Training speed - audio recognition - NN classifier

Hello all,

I’m trying to classify many keywords to build a speech command interface on STM32. I’ve tried the 1DConv model, training time is about 4s/epoch and the performance is very poor (about 60% accuracy). Therefore I’m trying to increase the model complexity, for example, using the 2DConv.

Is there any way for me to speed up the NN training speed?
The training is a little bit slow (about 18s/epoch) and my computing time is exceeded. The model specifications are as follow:

Project: 20675
DPS: default MFCC

  • number of class: 18
  • model: default 2dConv

Thank you!

Hi I’ve upped your compute time limits to 2 hours now :ok_hand:

Is there any way for me to speed up the NN training speed?

For enterprise customers we have GPUs, but it’s a bit too expensive to run it for everyone :slight_smile:

Thank you so much!

Hi @janjongboom,

I am now being able to train a pretty decent speech model with 13 commands and acc of 83%.
Now I’m having a problem running continuous inference on the device (Project 20675 - STM32l4 Disco board with EI_CLASSIFIER_SLICES_PER_MODEL_WINDOW 3):

Before that, I have an 18-commands-model with default MFCC features extraction block and it runs just fine. For the new one, I’ve increases the number of MFCC filters up to 40 as well as the FFT length to 512, to improve the feature maps. And this may cause a memory issue ( see the debugging image above).

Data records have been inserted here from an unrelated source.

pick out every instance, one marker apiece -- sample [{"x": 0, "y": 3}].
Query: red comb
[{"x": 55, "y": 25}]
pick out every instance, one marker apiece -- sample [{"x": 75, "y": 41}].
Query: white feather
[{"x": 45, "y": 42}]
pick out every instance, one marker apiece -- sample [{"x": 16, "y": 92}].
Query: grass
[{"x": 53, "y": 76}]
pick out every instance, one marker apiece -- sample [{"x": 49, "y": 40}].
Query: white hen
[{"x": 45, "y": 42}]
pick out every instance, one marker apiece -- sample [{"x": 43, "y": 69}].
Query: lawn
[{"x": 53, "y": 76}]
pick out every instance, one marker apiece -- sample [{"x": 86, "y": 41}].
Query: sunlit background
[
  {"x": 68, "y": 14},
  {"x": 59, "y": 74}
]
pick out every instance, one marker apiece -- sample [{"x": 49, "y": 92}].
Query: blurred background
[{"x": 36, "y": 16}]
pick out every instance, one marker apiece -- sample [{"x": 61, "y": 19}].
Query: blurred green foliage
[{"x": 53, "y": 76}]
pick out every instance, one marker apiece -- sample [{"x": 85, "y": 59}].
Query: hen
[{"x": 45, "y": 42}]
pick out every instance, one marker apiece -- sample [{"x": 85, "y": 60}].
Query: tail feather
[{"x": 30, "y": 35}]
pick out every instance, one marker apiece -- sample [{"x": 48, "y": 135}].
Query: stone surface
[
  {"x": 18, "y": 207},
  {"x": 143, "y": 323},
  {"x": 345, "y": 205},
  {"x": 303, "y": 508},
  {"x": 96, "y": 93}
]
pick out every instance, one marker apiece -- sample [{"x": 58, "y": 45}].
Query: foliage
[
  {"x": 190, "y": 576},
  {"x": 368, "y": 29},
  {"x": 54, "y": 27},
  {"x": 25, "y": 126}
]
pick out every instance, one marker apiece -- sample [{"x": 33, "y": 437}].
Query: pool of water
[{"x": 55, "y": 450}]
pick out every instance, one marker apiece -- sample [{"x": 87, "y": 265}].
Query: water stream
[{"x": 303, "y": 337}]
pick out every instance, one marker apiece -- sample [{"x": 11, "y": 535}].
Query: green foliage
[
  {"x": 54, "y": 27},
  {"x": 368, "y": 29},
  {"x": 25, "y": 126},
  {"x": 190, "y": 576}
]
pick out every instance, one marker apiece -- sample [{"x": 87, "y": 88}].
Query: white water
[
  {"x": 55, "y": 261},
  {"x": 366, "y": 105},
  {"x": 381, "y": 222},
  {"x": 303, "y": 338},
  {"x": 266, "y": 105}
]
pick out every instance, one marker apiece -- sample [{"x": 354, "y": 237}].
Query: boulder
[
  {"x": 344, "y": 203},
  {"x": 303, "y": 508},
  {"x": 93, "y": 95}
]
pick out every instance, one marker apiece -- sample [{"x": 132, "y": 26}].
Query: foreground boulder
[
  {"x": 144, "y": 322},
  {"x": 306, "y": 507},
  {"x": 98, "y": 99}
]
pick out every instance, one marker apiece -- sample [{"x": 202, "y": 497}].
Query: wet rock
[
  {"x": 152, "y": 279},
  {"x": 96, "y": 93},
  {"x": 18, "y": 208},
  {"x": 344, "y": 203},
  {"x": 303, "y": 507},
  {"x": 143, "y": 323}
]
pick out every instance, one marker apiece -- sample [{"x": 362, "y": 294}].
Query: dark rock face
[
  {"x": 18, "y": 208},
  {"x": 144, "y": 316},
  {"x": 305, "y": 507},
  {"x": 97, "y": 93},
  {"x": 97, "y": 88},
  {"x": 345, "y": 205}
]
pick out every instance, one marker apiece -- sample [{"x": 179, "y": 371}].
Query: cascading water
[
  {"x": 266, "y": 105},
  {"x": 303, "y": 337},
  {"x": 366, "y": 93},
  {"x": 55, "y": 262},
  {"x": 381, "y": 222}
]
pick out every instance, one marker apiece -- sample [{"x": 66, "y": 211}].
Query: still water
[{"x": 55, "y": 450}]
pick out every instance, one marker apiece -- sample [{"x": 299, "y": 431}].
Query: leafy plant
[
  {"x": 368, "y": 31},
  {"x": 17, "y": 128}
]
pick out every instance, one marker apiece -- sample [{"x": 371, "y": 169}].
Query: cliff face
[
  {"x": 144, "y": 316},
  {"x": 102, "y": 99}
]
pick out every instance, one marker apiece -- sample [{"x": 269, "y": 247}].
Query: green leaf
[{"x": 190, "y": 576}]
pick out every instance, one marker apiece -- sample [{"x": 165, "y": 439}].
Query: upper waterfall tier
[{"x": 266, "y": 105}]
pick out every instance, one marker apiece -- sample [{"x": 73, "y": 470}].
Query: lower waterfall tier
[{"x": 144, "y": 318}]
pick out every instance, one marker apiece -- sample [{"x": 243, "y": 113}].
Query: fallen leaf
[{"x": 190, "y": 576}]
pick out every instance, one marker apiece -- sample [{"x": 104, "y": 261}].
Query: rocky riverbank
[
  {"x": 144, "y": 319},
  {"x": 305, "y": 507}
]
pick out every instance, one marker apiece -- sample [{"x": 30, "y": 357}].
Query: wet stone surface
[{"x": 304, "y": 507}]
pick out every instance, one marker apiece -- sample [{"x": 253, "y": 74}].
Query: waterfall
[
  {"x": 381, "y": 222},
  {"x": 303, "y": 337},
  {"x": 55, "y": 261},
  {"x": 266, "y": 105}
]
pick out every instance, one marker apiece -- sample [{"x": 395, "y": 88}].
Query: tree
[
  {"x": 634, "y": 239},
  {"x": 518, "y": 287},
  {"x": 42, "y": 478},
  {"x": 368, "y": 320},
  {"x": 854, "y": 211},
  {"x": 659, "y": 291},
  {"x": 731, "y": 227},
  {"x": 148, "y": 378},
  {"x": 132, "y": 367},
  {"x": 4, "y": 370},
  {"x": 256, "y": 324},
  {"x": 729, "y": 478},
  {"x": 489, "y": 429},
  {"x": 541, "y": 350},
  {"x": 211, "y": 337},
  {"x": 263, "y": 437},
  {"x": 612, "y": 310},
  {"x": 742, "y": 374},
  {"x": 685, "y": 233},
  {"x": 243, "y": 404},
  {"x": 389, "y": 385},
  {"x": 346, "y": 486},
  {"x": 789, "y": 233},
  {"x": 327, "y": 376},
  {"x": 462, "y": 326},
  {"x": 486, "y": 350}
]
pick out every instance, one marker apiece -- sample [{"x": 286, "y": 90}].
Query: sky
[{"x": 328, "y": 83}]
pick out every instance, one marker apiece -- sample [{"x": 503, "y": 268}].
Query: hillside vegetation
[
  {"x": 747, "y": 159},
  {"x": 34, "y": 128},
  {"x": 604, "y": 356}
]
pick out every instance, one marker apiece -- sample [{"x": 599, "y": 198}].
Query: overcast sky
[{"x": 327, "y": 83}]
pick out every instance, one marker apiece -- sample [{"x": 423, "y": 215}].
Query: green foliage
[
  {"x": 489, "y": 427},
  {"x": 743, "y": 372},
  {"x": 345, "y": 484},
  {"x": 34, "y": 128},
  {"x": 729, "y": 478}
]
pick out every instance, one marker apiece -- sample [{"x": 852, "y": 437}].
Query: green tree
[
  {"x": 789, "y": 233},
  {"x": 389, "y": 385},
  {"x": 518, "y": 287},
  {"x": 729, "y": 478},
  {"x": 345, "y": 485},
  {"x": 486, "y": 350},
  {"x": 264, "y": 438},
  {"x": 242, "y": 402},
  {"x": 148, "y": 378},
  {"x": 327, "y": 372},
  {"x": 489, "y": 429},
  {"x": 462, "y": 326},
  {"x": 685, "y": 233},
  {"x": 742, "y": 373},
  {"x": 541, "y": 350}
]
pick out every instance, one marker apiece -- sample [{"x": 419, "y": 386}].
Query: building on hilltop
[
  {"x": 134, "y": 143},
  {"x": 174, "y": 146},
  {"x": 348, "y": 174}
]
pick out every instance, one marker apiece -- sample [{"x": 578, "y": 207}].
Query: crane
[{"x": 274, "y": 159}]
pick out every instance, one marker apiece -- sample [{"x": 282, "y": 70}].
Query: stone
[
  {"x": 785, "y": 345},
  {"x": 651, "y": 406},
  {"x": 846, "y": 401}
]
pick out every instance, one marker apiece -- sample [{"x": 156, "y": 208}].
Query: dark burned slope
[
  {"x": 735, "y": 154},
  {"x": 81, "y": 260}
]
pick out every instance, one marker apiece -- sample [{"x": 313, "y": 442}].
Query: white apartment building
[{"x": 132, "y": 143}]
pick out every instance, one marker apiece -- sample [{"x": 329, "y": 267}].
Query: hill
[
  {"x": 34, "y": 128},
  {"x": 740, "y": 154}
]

My question is, how can I calculate the memory constraint on my device for running CNN inference continuously? Or is there any limit on the MFCC parameters?

Thank you,
Duy Anh

@duyanh-y4n The memory as shown in the MFCC page:


Is a pretty good estimation of peak memory usage in the DSP step, but the continuous classification also adds some extra buffers. How much RAM does your device have? And what’s your frame stride / frame length / window length?